I have been using a simple bit of code to play around with to learn how the device accesses memory and processes jobs and discovered a few things along the way. The code does a simple debayering, converting 5 channel data into 5 separate data planes.
vloadn
seems to be something to avoid. It appears to treat the input as unaligned, even though the documentation implies it should be aligned. Perhaps I need to use an aligned directive on the parameters too ... but an easier solution seems to be just to change the source datatype to a vector type and just index it as an array.Just by changing the code to use a vector array type versus a vload I got a 24x speedup(!).
Some other less obvious results ... If I remove the output of one or two of the channels, the code runs nearly 50% slower. Running on the CPU (quad phenom II something or other) using the same OpenCL code via AMD's CPU backend is about 8x slower than the GPU. I wonder what hand tuned SIMD code could manage ... given they have comparable power profiles.
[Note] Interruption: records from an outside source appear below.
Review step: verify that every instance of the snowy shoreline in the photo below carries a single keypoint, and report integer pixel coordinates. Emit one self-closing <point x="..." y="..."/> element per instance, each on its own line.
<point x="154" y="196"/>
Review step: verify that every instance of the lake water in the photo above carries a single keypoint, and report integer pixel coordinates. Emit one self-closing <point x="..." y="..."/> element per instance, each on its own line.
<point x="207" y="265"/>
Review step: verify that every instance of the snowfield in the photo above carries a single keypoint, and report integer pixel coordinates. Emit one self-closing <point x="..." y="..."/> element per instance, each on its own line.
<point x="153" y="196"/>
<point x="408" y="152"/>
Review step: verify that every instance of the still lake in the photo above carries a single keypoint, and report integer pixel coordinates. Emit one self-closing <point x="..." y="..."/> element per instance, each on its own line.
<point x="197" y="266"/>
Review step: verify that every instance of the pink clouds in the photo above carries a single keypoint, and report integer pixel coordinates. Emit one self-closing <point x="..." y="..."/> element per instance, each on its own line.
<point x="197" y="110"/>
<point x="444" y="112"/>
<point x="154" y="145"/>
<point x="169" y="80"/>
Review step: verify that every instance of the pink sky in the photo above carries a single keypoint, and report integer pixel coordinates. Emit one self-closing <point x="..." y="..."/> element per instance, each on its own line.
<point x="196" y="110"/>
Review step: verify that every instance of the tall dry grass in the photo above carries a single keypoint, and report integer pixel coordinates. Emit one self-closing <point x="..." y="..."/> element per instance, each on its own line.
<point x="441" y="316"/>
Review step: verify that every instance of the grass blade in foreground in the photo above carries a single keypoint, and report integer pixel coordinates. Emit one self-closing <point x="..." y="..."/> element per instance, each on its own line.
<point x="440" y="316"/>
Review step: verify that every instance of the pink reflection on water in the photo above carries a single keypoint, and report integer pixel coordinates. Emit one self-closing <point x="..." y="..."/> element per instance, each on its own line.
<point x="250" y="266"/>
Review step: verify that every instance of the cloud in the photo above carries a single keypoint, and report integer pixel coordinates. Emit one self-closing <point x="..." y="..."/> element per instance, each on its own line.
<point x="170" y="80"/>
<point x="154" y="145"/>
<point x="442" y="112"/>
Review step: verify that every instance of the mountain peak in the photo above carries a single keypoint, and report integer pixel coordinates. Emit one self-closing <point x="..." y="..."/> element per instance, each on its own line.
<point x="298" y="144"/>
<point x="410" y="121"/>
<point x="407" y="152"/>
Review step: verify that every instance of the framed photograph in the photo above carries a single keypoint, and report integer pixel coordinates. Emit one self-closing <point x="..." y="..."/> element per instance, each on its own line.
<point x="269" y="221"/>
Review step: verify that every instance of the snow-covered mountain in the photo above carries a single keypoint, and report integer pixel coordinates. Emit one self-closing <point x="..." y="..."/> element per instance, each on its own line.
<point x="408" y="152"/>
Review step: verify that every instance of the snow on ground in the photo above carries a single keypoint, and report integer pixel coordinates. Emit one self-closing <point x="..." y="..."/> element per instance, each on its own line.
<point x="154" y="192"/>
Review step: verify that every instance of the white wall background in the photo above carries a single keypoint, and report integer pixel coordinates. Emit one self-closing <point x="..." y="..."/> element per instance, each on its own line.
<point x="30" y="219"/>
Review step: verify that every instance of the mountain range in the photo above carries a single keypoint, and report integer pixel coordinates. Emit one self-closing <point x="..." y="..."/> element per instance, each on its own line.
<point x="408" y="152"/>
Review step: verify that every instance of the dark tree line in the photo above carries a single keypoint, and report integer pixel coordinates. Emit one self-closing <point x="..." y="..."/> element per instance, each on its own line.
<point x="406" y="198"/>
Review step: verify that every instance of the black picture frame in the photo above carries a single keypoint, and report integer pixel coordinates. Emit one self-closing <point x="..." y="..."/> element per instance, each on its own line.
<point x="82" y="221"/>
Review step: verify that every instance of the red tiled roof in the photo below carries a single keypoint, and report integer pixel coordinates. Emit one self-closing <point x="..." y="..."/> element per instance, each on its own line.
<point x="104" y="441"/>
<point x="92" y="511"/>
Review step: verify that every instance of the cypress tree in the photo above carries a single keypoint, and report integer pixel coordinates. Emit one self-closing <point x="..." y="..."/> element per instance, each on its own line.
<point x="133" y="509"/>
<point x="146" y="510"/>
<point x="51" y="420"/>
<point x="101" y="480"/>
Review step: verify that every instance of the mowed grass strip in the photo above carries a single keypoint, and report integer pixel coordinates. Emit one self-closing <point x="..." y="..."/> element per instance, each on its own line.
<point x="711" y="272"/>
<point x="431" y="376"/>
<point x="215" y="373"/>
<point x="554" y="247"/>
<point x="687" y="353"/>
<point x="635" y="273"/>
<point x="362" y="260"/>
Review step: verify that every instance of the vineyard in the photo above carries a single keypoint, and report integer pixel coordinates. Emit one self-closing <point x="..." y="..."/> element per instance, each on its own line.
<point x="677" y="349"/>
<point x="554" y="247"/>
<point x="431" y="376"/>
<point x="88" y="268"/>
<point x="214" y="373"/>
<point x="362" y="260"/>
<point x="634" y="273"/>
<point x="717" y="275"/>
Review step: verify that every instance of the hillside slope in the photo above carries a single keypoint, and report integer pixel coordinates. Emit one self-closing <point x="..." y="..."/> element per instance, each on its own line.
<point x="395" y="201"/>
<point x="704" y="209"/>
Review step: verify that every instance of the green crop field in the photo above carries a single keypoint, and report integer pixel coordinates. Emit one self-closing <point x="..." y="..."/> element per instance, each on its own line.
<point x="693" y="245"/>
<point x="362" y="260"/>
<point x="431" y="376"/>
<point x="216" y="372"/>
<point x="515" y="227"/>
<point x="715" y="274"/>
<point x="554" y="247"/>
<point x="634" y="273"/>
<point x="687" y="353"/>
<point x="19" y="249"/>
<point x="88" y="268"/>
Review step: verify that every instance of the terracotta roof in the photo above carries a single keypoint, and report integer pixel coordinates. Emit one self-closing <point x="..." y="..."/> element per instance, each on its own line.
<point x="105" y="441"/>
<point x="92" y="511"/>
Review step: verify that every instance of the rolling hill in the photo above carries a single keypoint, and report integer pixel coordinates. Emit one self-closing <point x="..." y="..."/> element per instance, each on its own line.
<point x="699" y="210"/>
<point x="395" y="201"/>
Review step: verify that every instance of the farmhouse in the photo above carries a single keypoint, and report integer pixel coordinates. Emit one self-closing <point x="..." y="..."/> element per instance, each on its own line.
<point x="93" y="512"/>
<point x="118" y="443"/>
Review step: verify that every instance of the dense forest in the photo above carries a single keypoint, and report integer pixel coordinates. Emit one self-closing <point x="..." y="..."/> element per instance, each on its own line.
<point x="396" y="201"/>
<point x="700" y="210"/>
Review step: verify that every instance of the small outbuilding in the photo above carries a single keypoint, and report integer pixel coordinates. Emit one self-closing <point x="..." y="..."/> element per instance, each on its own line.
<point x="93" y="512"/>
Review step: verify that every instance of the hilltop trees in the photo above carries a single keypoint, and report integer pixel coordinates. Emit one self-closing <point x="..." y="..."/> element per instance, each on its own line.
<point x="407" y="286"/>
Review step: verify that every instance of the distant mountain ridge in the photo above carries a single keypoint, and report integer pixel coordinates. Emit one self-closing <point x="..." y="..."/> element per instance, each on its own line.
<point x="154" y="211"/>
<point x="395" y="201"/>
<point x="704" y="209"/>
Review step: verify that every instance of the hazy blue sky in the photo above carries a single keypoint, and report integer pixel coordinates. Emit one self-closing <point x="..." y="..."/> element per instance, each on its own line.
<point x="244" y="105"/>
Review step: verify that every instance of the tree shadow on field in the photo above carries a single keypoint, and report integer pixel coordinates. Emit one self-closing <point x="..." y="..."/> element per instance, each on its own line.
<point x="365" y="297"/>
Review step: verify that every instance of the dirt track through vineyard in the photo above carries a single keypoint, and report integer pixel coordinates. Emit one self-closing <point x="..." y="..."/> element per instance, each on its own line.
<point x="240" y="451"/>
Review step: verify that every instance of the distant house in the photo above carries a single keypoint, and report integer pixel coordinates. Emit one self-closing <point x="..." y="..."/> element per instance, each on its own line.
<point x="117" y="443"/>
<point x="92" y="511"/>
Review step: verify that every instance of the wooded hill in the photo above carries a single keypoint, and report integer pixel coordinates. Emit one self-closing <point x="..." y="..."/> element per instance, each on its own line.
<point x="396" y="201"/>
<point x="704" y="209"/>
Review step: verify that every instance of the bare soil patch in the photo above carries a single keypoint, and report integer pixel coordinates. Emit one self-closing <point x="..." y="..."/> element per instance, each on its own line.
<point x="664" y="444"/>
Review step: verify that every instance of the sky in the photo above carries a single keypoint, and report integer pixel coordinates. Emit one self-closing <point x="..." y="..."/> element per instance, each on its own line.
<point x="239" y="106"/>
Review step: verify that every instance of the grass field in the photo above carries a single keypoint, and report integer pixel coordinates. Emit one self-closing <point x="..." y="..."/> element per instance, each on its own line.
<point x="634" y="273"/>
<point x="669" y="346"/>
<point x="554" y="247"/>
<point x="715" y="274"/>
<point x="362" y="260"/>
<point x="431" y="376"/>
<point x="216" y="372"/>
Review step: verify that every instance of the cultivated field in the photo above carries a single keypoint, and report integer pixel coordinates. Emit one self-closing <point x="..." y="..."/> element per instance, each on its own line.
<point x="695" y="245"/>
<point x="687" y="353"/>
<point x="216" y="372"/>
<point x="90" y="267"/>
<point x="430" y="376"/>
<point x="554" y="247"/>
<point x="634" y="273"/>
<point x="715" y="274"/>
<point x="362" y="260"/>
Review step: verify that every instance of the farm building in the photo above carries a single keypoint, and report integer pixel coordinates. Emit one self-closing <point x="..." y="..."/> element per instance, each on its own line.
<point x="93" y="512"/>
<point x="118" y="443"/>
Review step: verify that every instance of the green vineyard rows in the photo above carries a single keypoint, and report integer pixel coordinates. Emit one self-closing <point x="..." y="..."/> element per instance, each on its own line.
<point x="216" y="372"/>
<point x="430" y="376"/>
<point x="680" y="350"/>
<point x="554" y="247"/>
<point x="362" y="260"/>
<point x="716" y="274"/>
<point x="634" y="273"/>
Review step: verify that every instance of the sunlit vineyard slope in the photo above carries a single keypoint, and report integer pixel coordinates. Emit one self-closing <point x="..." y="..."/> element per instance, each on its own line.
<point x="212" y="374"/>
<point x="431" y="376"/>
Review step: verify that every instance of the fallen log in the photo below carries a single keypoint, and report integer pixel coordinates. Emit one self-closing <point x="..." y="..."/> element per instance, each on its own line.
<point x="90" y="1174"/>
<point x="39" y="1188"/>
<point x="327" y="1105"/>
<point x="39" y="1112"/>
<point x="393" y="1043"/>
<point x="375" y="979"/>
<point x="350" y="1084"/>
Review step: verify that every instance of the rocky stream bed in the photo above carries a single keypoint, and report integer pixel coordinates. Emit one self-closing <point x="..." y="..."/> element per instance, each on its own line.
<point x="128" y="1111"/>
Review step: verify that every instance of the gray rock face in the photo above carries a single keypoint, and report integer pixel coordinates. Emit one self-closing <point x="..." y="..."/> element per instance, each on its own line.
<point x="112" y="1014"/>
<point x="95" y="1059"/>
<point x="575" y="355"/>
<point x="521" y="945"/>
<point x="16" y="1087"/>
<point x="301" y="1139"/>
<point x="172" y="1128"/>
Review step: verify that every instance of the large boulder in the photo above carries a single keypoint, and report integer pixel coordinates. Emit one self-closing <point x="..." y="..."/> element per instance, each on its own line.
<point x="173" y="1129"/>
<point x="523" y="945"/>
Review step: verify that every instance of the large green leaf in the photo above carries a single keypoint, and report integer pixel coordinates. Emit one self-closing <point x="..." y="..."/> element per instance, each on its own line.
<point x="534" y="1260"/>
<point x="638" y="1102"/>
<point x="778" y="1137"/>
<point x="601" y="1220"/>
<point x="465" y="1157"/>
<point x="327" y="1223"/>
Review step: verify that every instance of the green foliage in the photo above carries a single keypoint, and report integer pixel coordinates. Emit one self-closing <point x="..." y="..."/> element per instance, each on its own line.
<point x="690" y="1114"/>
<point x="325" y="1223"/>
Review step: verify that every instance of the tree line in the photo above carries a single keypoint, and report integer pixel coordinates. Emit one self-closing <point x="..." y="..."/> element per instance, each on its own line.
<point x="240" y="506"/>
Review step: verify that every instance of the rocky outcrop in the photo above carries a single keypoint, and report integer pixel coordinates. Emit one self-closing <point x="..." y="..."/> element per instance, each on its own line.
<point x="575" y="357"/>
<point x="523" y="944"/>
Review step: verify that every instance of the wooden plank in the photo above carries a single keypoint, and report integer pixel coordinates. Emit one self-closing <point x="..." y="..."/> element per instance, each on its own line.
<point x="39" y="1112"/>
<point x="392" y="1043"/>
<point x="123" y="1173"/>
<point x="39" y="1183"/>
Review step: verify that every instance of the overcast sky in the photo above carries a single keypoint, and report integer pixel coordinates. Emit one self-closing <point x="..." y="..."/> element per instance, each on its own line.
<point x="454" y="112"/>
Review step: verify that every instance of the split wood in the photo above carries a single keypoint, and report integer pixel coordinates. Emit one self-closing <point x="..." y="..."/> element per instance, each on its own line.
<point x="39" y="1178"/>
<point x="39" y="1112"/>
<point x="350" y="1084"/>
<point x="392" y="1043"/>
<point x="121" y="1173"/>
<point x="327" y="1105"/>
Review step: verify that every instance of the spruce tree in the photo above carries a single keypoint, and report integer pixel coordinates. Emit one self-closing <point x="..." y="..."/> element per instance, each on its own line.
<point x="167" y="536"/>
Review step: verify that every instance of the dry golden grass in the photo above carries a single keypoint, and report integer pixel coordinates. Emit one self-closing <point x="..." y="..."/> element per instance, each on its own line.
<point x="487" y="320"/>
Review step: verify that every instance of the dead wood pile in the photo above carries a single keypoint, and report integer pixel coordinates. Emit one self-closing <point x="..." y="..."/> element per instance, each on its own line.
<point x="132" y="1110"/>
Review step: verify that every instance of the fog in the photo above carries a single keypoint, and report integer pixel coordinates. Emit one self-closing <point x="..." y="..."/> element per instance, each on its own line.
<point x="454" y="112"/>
Splitting the job into multiple parts effectively - both `horizontally' to allow coalesced memory access, and `vertically' to allow greater concurrency - seems to be a bit of an art, and no-doubt very architecture dependent. And unfortunately critical to getting better output.
Horizontally I assign a work-item to each column of 8 output bytes, for 16 bytes of input, across 128 work items. I think that should be an optimal memory access pattern.
Vertically I'm sticking to powers of 2 since the algorithm needs it, but it seems splitting the local work-groups into sets of the number of compute units (i.e. 10 on this card) seems to work better. But I'm not really clear how the global/local work dimensions really maps to the hardware once you get beyond the trivial case of single jobs.
I'm not sure if i'm interpreting the disassembly correctly, but the processor appears to be more VLIW than SIMD. Each of the 5 channels seems to execute independent instructions on independent data. I guess this should allow it to execute scalar code better, but it must come at a pretty significant cost to die space and power. I wonder if this is also why they still clock relatively slowly versus something like the CELL.
My final code equates to about 12000 decodes per second of a 1024x768 frame, which is more like what I was expecting - my first cut was doing about 400 which was obviously way out. I'm not sure if using image accessors rather than arrays would be a win either - it's a bit fiddly to fit it in with this code. It might be though, since I think you get format conversion 'for free' rather than requiring a bunch of shifts and fart arsing about.